The book also deals with the changes that happen month by month to the baby itself, and provide the reader with a “progress report” on the child’s development.

One of the things that sets this book apart from its competition is that it is full of practical things that a man can do to plan for his baby’s arrival. There is plenty of information about equipment for the nursery that men can buy, with a particular focus on buggies, which men are presumably meant to be interested in!

Aside from purchasing nursery equipment and furniture, there are plenty of suggestions about how a man can give his pregnant partner practical help. Woods gives his readers ideas for support like taking on the lion’s share of the housework, but he also deals with much more heavyweight advice such as encouraging new fathers to make a will, given their new responsibilities.

Such serious advice comes as a surprise given the otherwise blokey and light hearted tone of the rest of the book. In fact, Woods’ style is the only thing that is at times irritating. By addressing pregnancy and impending fatherhood in a jokey fashion (aside from brief periods of sensitivity when addressing miscarriages), Woods runs the risk of trivialising the subject that he obviously felt strongly enough to write about.

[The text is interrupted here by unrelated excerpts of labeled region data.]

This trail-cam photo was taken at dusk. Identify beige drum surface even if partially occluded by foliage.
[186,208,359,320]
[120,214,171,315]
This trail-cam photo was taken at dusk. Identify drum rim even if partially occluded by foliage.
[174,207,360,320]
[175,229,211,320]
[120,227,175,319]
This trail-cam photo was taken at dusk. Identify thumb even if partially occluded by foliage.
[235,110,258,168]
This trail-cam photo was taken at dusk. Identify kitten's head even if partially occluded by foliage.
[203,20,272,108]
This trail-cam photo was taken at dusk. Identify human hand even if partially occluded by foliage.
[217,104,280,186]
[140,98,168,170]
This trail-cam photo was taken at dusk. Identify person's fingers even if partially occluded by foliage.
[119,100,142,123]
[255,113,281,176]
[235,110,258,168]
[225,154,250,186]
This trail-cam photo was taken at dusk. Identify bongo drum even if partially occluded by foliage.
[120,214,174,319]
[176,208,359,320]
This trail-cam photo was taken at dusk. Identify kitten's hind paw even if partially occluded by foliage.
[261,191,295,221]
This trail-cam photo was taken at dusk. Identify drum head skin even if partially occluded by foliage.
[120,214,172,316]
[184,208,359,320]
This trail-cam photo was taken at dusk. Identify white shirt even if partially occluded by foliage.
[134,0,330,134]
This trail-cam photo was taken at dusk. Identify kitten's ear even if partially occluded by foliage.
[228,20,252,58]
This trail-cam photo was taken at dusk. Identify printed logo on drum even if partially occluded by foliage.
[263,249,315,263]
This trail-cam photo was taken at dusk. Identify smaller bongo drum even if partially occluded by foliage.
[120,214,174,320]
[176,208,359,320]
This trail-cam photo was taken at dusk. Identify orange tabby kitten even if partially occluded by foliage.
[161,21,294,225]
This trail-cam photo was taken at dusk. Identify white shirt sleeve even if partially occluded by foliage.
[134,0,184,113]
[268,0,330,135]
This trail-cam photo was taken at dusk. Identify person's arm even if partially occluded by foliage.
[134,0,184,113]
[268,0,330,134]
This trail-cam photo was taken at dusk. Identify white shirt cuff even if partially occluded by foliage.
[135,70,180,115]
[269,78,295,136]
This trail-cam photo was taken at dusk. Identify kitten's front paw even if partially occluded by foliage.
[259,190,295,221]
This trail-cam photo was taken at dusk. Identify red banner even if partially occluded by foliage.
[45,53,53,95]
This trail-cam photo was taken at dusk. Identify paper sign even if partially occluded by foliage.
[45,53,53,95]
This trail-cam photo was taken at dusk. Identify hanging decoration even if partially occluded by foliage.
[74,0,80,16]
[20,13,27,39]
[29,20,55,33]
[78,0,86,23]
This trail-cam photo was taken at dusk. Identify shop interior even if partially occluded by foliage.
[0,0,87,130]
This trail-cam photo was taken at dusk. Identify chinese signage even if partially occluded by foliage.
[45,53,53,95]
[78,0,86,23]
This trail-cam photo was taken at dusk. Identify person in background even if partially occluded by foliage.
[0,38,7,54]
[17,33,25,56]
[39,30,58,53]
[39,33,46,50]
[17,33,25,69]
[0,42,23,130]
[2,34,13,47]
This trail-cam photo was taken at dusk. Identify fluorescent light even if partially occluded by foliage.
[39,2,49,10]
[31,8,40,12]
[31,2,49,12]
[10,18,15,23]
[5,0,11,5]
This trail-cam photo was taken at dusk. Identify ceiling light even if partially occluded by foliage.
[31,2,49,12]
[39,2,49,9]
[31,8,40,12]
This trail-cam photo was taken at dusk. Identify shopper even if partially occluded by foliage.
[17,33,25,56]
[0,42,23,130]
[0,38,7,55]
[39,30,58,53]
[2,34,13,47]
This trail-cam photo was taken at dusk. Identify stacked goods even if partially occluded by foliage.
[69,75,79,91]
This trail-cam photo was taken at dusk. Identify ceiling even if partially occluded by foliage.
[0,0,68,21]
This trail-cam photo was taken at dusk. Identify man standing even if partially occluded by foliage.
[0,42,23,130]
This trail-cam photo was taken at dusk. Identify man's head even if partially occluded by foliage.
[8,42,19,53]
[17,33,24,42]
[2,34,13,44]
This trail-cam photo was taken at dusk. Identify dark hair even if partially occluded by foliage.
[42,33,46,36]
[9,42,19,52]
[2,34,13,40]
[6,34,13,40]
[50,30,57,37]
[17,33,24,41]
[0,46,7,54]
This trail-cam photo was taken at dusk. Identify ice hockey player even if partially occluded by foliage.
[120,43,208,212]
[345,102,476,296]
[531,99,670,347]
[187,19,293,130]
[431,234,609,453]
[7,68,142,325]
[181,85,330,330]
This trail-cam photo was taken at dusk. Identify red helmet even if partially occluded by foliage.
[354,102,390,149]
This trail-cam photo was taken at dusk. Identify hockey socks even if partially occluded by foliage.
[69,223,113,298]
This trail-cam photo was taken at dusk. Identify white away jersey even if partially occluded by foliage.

However, Woods more than redeems himself when he goes on to speak about the change in the nature of the relationship between mother and father in British society during the last few decades. This unexpected social commentary is excellent in that it does not present the debate as a gender war: rather he considers how the role of his reader as a father might differ from their own dad. Of course, Woods points out that today’s fathers are much more likely to be heavily involved in their children’s lives. However, they may not be sure exactly what their own role should be.

The conclusion is that fathers and mothers can and should work together as equal members of a team, and Woods gives lots of suggestions about how this could work. What could be a better approach to fatherhood?